Practical Tips for Sustainable Monitoring as a Developer
Keep metric cardinality under control
Prometheus performance and cost are heavily influenced by the number of time series. Avoid unbounded labels (user IDs, request IDs, full URLs with IDs). Prefer templated route labels (e.g., /orders/:id) and bounded dimensions (status code, method, handler).
Use recording rules for expensive queries
If a dashboard panel uses a heavy query (multiple sum by, histogram_quantile across many pods), consider a recording rule to precompute it. This reduces dashboard latency and Prometheus CPU usage. Recording rules are also defined in PrometheusRule resources.
Align dashboards and alerts
Every page-level alert should have a corresponding dashboard panel (or a dashboard link) that helps you validate and triage quickly. A common annotation pattern is to include a Grafana URL with variables pre-filled for the service and namespace.
Prefer multi-window alerting for noisy signals
Single-window thresholds can be noisy. A simple improvement is to require both a short window and a longer window to be bad. For example, error ratio > 5% over 5m AND > 2% over 30m. This catches sustained issues while still reacting quickly to major incidents.

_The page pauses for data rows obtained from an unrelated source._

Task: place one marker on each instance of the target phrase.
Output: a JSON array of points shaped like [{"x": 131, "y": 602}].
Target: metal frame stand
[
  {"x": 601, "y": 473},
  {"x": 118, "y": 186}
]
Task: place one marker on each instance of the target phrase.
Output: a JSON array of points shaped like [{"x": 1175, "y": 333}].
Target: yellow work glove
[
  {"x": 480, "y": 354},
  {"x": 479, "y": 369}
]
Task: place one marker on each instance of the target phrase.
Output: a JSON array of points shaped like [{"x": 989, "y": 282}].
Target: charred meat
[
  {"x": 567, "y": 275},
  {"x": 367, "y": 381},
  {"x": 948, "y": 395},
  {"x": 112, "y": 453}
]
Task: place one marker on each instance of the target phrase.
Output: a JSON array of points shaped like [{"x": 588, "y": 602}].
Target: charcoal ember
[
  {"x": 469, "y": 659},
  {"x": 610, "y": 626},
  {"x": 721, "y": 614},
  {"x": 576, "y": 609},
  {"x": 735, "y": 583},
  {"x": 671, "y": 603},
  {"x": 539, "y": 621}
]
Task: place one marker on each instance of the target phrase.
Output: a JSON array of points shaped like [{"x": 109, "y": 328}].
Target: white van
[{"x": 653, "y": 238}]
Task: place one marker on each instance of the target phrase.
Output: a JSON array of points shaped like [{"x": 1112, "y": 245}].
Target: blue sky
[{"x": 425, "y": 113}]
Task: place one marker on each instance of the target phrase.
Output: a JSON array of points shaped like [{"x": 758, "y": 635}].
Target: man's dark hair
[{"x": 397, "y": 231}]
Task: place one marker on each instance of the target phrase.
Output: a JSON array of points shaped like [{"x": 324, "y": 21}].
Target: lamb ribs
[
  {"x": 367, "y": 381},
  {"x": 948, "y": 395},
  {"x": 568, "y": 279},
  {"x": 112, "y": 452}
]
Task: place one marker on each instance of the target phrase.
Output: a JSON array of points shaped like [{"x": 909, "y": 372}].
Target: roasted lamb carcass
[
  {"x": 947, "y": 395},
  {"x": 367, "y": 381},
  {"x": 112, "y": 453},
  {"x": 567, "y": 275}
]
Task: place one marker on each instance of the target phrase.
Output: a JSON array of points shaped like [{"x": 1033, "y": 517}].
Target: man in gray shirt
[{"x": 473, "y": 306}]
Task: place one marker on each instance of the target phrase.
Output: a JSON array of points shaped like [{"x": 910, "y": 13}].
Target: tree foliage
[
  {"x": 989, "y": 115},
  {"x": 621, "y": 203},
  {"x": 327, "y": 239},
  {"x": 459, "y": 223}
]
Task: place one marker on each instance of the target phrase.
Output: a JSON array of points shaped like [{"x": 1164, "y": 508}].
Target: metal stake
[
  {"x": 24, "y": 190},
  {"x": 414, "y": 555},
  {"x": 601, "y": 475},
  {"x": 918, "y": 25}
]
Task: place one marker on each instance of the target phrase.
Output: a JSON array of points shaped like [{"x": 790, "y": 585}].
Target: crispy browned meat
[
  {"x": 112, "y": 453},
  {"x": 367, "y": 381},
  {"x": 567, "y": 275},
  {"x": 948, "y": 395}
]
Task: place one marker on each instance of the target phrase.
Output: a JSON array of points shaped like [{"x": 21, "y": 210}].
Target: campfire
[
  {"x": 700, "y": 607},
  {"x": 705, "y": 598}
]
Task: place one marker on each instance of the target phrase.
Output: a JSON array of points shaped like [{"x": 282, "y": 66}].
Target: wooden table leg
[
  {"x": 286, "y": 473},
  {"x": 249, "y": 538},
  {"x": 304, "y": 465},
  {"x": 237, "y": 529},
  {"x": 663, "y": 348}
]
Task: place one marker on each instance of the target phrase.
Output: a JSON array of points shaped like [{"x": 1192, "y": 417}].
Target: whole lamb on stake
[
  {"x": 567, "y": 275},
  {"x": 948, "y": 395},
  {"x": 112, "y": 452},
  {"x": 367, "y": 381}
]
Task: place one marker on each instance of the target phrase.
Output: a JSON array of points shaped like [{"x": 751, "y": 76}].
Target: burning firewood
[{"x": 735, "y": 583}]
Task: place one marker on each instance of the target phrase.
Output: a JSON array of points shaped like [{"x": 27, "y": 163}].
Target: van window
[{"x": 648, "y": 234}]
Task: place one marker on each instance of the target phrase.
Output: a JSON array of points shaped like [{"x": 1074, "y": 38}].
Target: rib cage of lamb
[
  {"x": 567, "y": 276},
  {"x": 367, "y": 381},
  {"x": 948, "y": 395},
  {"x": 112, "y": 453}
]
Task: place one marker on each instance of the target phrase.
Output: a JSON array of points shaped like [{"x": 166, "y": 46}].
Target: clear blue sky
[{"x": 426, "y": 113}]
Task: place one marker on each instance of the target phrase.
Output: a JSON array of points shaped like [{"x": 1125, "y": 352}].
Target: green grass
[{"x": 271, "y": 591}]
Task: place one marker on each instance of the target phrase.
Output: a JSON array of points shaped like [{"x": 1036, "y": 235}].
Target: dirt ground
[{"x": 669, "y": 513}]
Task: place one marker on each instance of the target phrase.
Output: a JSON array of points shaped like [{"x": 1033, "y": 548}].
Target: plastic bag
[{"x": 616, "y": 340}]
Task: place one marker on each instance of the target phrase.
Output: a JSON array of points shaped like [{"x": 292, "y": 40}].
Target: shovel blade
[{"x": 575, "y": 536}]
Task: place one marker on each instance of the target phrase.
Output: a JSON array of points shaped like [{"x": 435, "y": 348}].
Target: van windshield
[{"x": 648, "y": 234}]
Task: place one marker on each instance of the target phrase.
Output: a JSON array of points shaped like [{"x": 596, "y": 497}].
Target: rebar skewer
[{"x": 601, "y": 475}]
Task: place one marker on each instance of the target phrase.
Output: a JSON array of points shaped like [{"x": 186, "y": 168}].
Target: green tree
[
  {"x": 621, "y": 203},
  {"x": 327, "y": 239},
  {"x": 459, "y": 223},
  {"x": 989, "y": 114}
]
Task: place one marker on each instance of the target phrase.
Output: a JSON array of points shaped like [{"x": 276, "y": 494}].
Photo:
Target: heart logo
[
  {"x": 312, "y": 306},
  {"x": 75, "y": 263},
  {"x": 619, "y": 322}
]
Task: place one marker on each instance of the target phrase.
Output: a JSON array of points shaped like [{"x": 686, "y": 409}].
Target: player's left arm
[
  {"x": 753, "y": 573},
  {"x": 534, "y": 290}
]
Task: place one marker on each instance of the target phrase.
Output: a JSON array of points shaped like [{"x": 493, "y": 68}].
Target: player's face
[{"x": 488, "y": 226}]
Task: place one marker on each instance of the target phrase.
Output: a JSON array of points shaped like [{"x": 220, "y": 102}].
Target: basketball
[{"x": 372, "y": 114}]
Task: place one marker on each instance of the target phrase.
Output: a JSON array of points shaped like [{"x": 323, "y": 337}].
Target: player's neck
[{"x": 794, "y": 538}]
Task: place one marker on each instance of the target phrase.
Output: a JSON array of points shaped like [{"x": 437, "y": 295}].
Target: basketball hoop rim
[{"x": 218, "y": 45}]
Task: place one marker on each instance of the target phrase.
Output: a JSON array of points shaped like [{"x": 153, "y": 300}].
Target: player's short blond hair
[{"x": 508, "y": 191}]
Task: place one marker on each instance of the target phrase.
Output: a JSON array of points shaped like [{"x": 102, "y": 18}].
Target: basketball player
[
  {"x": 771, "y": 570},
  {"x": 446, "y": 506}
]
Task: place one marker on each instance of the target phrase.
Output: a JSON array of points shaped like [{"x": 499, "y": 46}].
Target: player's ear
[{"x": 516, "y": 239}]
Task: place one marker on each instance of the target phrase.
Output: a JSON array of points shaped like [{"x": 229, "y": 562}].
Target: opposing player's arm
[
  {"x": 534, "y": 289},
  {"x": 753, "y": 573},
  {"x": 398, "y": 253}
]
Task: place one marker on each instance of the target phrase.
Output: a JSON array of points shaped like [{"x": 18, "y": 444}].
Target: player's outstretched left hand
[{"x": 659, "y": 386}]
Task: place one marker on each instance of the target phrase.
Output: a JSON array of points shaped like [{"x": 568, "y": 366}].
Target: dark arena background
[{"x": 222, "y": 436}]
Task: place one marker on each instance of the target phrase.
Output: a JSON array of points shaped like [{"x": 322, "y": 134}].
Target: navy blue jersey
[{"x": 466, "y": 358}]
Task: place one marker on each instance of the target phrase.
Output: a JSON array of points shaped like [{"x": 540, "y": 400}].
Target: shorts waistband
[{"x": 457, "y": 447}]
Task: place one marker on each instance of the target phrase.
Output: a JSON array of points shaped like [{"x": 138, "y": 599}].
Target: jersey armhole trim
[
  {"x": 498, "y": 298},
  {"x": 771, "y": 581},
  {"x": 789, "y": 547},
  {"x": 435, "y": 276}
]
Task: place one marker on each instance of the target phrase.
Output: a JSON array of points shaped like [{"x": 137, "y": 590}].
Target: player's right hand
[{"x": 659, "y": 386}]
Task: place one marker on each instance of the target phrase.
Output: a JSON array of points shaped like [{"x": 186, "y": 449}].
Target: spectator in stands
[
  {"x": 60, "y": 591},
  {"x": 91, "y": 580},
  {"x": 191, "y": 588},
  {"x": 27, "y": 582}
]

(sum(rate(http_requests_total{app="orders", code=~"5.."}[5m])) / sum(rate(http_requests_total{app="orders"}[5m])) > 0.05)
and
(sum(rate(http_requests_total{app="orders", code=~"5.."}[30m])) / sum(rate(http_requests_total{app="orders"}[30m])) > 0.02)Using Built-in Kubernetes Metrics Effectively
Even without custom application metrics, kube-prometheus-stack provides a lot of value via kube-state-metrics and node-exporter. As a developer, these are especially useful for detecting rollout and runtime issues.
Examples of Kubernetes-focused queries
- Pods not ready:
sum by (namespace, pod) (kube_pod_status_ready{condition="true"} == 0) - Deployment unavailable replicas:
kube_deployment_status_replicas_unavailable{namespace="apps", deployment="orders"} - OOM kills (via restarts + exit reason): use restart metrics plus events/logs; you can also explore container termination reasons if exported in your setup.
- Node disk pressure: depends on node condition metrics; many stacks expose node conditions via kube-state-metrics.
These metrics help you distinguish “the app is failing” from “the platform is preventing the app from running” (unschedulable, crash looping, not ready, etc.).